Dedik ya muhalefettten umudunu kesen dış mihraklar, paralelciler, meridyenciler, eli kanlı caniler kısacası cılar cular harekete geçti. Bu cılar cular seçime kadar da rahat durmayarak Türkiye sokaklarını kabusa çevirecekler. Tam da burada MİT’e ve Polise çok büyük görevler düşüyor. Tabi halka da. Daha da önemlisi Savcı Mehmet Selim Kiraz’ın şehit edilmesinde kötü bir sınav veren bazı muhalefet liderlerine çok ama çok büyük görevler düşüyor. İktidara gelmeyecekleri konusunda umutları olmayabilir, kendi söylemleriyle ‘Kukla’ olarak gördükleri, ‘Erdoğan’ın çırağı’ olarak gördükleri Davutoğlu’nu dahi sandıkta alt edemeyeceklerini anlamış olabilirler ama iki gün içinde yaşananlara bakıldığında Türkiye’nın iç ve dış düşmanlarına karşı iktidarıyla muhalefetiyle kenetlensek ne kaybetmiş oluruz.

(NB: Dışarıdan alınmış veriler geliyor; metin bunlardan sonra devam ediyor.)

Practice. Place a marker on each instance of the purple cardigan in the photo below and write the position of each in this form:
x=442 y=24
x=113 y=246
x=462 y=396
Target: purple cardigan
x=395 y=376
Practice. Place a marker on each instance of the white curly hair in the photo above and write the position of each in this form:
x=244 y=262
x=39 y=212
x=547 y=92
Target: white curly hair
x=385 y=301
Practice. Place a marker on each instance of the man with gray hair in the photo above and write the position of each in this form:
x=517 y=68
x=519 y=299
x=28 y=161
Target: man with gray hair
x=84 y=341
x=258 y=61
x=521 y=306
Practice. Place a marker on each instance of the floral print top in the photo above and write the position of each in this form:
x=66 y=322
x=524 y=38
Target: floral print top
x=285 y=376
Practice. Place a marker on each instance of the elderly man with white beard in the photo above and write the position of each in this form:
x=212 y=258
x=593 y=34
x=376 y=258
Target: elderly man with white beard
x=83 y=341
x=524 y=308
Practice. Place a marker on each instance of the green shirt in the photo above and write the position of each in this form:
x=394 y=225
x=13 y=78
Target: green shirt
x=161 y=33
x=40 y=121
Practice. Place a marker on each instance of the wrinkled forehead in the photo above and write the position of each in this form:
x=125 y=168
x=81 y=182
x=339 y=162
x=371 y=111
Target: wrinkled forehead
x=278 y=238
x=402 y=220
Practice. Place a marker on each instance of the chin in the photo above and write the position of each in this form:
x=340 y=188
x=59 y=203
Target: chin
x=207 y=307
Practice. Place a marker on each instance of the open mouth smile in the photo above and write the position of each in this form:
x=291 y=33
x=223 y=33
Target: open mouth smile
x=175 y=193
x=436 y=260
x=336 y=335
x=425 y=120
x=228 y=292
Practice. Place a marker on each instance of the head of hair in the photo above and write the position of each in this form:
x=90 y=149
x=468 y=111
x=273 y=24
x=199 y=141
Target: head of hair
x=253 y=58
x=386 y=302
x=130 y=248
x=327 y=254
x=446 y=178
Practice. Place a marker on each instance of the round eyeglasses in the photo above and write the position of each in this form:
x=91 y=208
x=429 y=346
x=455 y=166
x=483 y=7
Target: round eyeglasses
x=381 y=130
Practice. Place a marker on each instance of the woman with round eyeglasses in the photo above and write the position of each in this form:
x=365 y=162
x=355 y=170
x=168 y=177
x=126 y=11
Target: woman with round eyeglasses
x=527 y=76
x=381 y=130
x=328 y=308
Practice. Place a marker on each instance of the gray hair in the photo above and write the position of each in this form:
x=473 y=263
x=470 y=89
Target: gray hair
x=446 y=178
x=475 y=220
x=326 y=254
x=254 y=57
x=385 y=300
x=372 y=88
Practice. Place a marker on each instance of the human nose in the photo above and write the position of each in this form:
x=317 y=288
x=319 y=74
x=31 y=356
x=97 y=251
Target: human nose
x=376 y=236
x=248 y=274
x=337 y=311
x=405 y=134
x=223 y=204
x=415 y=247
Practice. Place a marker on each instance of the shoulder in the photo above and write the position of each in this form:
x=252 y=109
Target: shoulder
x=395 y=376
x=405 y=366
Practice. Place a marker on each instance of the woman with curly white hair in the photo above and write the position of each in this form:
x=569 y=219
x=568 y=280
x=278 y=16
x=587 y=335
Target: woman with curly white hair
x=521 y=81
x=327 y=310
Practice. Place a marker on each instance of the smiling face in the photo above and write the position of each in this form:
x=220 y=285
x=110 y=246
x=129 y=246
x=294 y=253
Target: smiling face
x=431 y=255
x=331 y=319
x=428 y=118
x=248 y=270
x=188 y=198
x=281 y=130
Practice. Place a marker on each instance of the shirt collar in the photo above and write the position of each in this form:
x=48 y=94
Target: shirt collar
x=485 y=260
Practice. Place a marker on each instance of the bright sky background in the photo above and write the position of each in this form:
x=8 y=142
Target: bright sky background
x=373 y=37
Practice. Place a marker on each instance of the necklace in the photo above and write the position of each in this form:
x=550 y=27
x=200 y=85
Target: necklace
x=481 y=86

BU VATAN HEPİMİZİN BAŞKA VATANIMIZ YOK

Gün birlik ve beraberlik günüdür. Bu birlikteliği her zaman yapamıyoruz bari hiç olmazsa seçimlere kadar yapsak. Hatta yapmak da zorundayız Türkiye’yi düşünüyor, Türkiye düşmanlarını sevindirmemek istiyorsak buna da mecburuz. Bu vatan hepimizin başka vatanımız yok. Sizin başka vatanınız yok ama benim var diyenlere de diyecek ne sözümüz ne de lafımız olur. Onlar Türkiye’nin boğazını sıkmak isteyen ağa babalarla birlikteliğe devam etsin. Şu da unutulmasın ki herkesin bir hesabı varsa Allah’ın da bir hesabı vardır vesselam.